Nada escapa a essa vontade. Tudo o que acontece, desde os maiores eventos até os menores detalhes, ocorre conforme o decreto de Deus. Como afirma a Escritura, Ele faz todas as coisas segundo o conselho da sua vontade.
Nesse ponto, é importante compreender corretamente a linguagem bíblica. Quando o profeta declara que Deus “cria o mal”, não está afirmando que Deus seja autor do pecado ou moralmente responsável pelo mal moral. O termo, no contexto, refere-se a calamidade, juízo e adversidade. Ou seja, Deus é soberano não apenas sobre o bem-estar, mas também sobre os juízos que recaem sobre a história.
Isso está plenamente alinhado com a doutrina reformada: Deus decreta todas as coisas, inclusive eventos difíceis e juízos, sem jamais ser o autor do pecado. Ele governa até mesmo aquilo que, do ponto de vista humano, é adversidade, sempre de forma santa, justa e sábia.
Essa vontade é soberana, imutável e irresistível. Aquilo que Deus decreta, certamente se cumpre.
No entanto, essa vontade não é plenamente conhecida por nós antes de se realizar. Ela pertence ao âmbito do que Deus não revelou antecipadamente.
E é exatamente nesse ponto que entra a segunda distinção.
A vontade preceptiva de Deus refere-se àquilo que Ele revelou como sendo o nosso dever. Ela está expressa em Sua Palavra; em Seus mandamentos, princípios e instruções.
Essa vontade nos mostra como devemos viver, o que devemos crer e como devemos nos relacionar com Deus e com o próximo.
Diferente da vontade decretiva, a vontade preceptiva pode ser desobedecida. O homem, em sua condição caída, frequentemente transgride aquilo que Deus ordena.
Isso não significa que a vontade de Deus falha, mas que estamos lidando com aspectos distintos da mesma realidade.
Deus decreta inclusive aquilo que permite que o homem faça (sem que Ele mesmo seja o autor do pecado) e, ao mesmo tempo, ordena aquilo que é justo e santo.
Essa distinção é claramente refletida na Escritura: “as coisas encobertas pertencem ao Senhor”, mas “as reveladas nos pertencem... para que as cumpramos”.
Ou seja, não fomos chamados a sondar os decretos ocultos de Deus, mas a obedecer àquilo que Ele revelou.
Essa verdade nos protege de dois erros graves.
Primeiro, o fatalismo. A ideia de que, porque Deus decretou todas as coisas, nossas ações não têm importância. A Escritura rejeita isso ao nos chamar à obediência.
Segundo, a presunção. A tentativa de interpretar a vontade secreta de Deus como base para decisões, em vez de nos guiarmos por Sua Palavra revelada.

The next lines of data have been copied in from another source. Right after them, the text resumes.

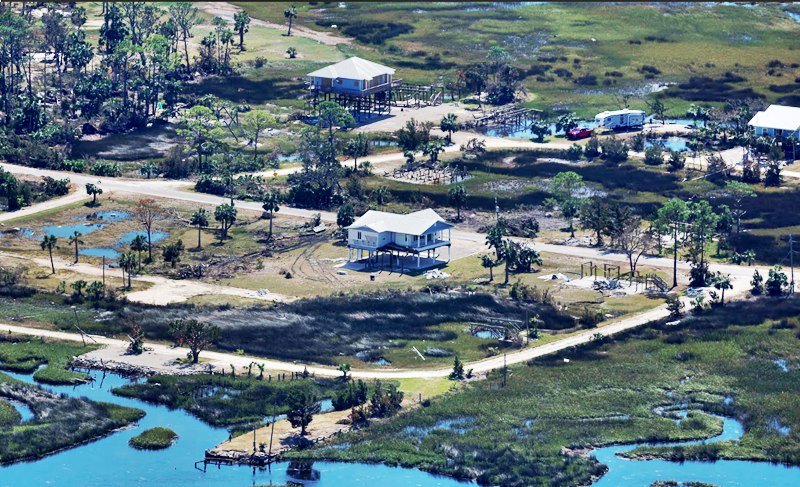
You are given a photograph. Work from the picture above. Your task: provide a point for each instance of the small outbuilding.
(777, 121)
(414, 234)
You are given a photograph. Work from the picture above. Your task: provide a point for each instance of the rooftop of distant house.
(778, 117)
(352, 68)
(418, 223)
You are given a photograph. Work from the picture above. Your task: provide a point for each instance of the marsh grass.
(606, 394)
(154, 439)
(24, 354)
(59, 422)
(224, 400)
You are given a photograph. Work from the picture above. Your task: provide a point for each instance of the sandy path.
(164, 291)
(226, 10)
(73, 197)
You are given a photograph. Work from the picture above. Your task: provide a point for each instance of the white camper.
(620, 119)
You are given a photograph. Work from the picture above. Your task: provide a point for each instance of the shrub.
(153, 439)
(653, 156)
(575, 152)
(614, 150)
(587, 79)
(676, 161)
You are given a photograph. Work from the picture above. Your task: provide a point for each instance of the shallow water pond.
(110, 462)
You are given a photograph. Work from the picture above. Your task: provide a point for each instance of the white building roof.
(619, 112)
(418, 223)
(353, 68)
(777, 117)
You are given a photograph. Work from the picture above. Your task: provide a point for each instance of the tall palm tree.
(75, 239)
(48, 243)
(139, 245)
(200, 220)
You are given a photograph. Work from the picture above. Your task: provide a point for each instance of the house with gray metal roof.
(777, 121)
(379, 233)
(354, 76)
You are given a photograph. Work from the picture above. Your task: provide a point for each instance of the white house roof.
(353, 68)
(619, 112)
(418, 223)
(777, 117)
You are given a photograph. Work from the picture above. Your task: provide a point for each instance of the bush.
(653, 156)
(153, 439)
(676, 161)
(614, 150)
(575, 152)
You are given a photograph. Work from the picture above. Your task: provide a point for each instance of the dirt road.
(226, 10)
(164, 291)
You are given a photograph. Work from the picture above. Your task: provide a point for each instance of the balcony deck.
(396, 83)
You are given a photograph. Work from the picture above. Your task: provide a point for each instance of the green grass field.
(680, 41)
(606, 394)
(24, 354)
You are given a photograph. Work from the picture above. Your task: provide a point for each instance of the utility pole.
(274, 410)
(791, 260)
(505, 370)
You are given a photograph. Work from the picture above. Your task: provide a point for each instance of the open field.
(680, 41)
(492, 431)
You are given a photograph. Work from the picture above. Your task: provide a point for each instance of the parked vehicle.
(579, 133)
(620, 119)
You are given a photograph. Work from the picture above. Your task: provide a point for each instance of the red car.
(579, 133)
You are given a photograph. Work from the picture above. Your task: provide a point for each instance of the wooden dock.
(506, 115)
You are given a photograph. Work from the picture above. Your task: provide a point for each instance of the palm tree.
(139, 245)
(450, 124)
(270, 205)
(76, 239)
(48, 243)
(291, 14)
(126, 261)
(200, 220)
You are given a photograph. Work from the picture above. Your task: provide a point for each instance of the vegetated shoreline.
(33, 458)
(157, 438)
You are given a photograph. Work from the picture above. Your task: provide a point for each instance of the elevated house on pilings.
(361, 86)
(408, 240)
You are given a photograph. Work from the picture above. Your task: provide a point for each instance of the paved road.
(168, 189)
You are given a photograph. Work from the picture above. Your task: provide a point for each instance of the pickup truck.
(579, 133)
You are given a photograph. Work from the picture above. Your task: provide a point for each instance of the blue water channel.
(110, 462)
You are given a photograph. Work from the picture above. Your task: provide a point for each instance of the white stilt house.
(777, 121)
(413, 235)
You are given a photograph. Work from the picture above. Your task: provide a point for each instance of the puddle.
(670, 144)
(107, 216)
(108, 253)
(64, 231)
(782, 363)
(155, 236)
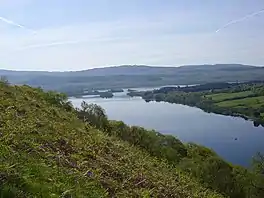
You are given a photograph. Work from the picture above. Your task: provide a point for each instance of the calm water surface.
(189, 124)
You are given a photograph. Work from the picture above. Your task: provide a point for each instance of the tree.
(4, 80)
(94, 115)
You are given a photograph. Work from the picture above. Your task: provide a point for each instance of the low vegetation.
(47, 151)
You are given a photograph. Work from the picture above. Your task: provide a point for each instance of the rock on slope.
(47, 152)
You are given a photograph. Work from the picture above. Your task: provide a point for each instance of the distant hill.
(127, 76)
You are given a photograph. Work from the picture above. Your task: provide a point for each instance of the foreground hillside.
(46, 151)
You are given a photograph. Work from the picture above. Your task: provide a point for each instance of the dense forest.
(51, 149)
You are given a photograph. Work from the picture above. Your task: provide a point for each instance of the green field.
(227, 96)
(252, 102)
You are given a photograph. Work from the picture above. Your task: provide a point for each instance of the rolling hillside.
(135, 76)
(46, 151)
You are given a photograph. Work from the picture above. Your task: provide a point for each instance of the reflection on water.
(235, 139)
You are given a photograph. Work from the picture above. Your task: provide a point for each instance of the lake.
(234, 139)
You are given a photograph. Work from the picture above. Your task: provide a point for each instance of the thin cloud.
(240, 19)
(50, 44)
(71, 42)
(16, 24)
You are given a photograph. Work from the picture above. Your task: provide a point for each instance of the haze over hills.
(127, 76)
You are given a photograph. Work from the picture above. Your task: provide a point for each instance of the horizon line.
(129, 65)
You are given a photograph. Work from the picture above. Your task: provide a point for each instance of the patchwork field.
(251, 102)
(228, 96)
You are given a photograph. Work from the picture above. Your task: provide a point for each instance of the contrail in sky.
(51, 44)
(240, 19)
(16, 24)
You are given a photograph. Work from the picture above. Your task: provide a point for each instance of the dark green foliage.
(46, 151)
(244, 100)
(198, 162)
(158, 145)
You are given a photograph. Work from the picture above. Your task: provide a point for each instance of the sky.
(59, 35)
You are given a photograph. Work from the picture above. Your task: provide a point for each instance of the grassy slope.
(47, 152)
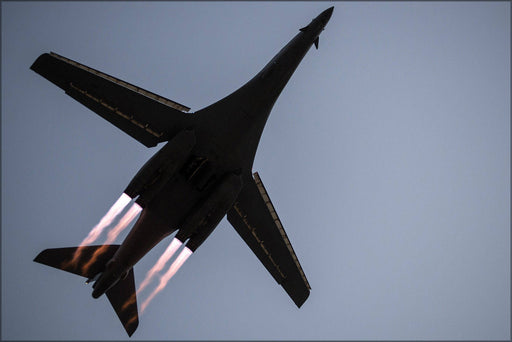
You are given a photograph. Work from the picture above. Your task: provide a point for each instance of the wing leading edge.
(145, 116)
(254, 218)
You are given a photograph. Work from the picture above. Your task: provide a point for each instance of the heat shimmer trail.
(98, 229)
(134, 210)
(176, 265)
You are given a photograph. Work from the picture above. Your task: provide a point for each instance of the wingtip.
(39, 61)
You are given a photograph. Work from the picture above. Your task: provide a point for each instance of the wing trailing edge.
(145, 116)
(254, 218)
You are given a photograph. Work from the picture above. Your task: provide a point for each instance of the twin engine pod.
(207, 214)
(161, 167)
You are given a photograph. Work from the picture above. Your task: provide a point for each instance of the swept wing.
(254, 218)
(143, 115)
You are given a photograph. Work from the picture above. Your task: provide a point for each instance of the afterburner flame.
(105, 221)
(134, 210)
(160, 264)
(176, 265)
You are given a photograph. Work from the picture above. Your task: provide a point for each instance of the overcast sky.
(387, 158)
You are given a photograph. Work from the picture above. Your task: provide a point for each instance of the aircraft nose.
(326, 15)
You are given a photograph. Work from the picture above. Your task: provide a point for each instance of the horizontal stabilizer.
(76, 259)
(123, 298)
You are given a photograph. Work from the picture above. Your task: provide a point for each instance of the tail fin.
(122, 296)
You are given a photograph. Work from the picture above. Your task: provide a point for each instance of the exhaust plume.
(176, 265)
(105, 221)
(160, 264)
(134, 210)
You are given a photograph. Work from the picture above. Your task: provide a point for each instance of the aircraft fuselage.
(195, 178)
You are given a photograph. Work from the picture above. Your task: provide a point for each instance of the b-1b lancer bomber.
(203, 172)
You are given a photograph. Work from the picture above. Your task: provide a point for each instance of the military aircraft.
(202, 173)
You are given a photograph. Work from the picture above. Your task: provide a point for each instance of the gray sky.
(387, 157)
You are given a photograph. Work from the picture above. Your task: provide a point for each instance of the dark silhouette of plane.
(202, 173)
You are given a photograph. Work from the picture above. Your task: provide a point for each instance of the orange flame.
(106, 221)
(176, 265)
(134, 210)
(160, 264)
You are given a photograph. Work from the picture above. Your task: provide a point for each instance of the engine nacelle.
(162, 166)
(205, 217)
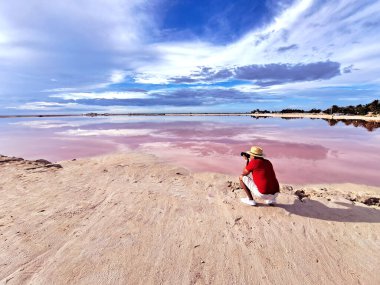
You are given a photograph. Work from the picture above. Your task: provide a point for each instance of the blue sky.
(80, 56)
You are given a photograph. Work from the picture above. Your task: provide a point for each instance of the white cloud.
(109, 132)
(44, 106)
(46, 124)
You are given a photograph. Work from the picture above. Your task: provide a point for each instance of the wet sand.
(128, 218)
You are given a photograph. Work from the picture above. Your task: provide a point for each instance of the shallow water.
(301, 150)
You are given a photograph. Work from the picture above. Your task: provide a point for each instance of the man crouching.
(264, 184)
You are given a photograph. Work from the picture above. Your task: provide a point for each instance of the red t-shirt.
(263, 176)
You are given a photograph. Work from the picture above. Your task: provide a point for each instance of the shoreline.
(264, 115)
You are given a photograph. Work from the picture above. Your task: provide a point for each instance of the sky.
(127, 56)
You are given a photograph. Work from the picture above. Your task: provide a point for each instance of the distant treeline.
(371, 108)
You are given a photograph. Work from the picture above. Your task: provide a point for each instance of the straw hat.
(256, 151)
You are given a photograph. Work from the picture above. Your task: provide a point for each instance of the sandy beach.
(129, 218)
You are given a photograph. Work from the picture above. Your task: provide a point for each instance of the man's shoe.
(248, 202)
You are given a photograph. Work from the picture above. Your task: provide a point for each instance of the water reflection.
(302, 151)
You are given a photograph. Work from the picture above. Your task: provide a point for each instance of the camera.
(245, 154)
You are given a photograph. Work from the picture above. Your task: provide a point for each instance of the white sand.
(129, 219)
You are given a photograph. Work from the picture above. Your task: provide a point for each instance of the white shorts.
(255, 192)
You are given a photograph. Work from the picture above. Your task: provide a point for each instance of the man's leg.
(245, 188)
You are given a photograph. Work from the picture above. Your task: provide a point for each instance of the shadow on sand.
(350, 213)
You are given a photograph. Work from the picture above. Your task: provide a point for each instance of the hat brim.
(255, 154)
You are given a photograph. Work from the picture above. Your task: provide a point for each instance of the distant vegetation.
(371, 108)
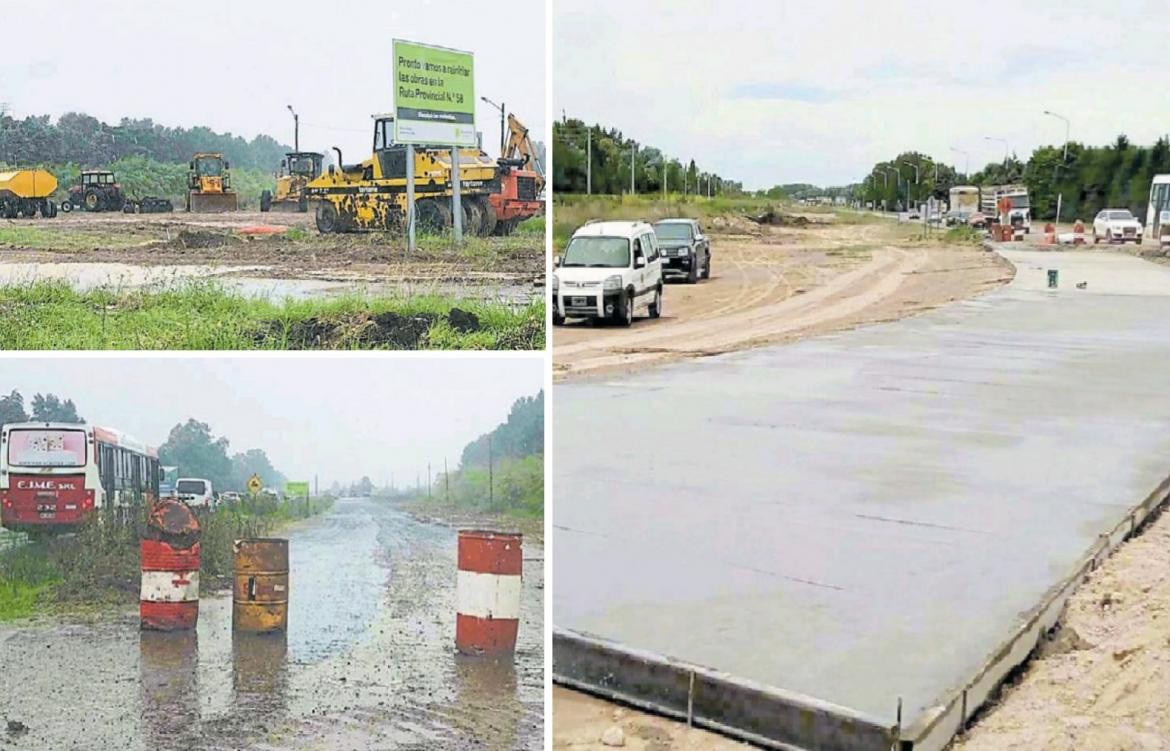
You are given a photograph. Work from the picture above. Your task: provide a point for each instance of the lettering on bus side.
(45, 484)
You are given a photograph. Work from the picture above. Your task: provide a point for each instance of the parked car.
(1116, 225)
(686, 250)
(608, 270)
(194, 491)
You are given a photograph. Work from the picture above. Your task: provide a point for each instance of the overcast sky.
(772, 92)
(339, 417)
(235, 66)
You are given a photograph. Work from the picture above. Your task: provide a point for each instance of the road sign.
(434, 95)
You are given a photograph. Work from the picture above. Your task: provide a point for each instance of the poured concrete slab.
(882, 515)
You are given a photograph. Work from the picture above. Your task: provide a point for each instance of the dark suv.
(686, 250)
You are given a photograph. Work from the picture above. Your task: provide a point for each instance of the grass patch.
(100, 565)
(71, 239)
(205, 316)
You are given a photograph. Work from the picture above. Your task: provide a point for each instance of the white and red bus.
(54, 474)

A vontade decretiva de Deus governa todas as coisas. A vontade preceptiva de Deus governa a nossa vida.
E isso estabelece o equilíbrio correto.
Deus é absolutamente soberano, e o homem é realmente responsável.
E essa verdade também tem implicações práticas profundas.
Primeiro, nos chama à submissão. Devemos nos alinhar à vontade revelada de Deus, obedecendo à Sua Palavra.
Segundo, nos conduz à confiança. Mesmo quando não entendemos os acontecimentos, sabemos que tudo está sob o decreto sábio e perfeito de Deus.
Terceiro, nos preserva da ansiedade. Não fomos chamados a controlar o futuro, mas a viver em fidelidade no presente.
Portanto, conhecer a vontade de Deus não é desvendar o que Ele não revelou, mas obedecer com fidelidade aquilo que Ele já nos deu a conhecer.
E é nesse caminho que a soberania de Deus e a responsabilidade humana se encontram de forma harmoniosa.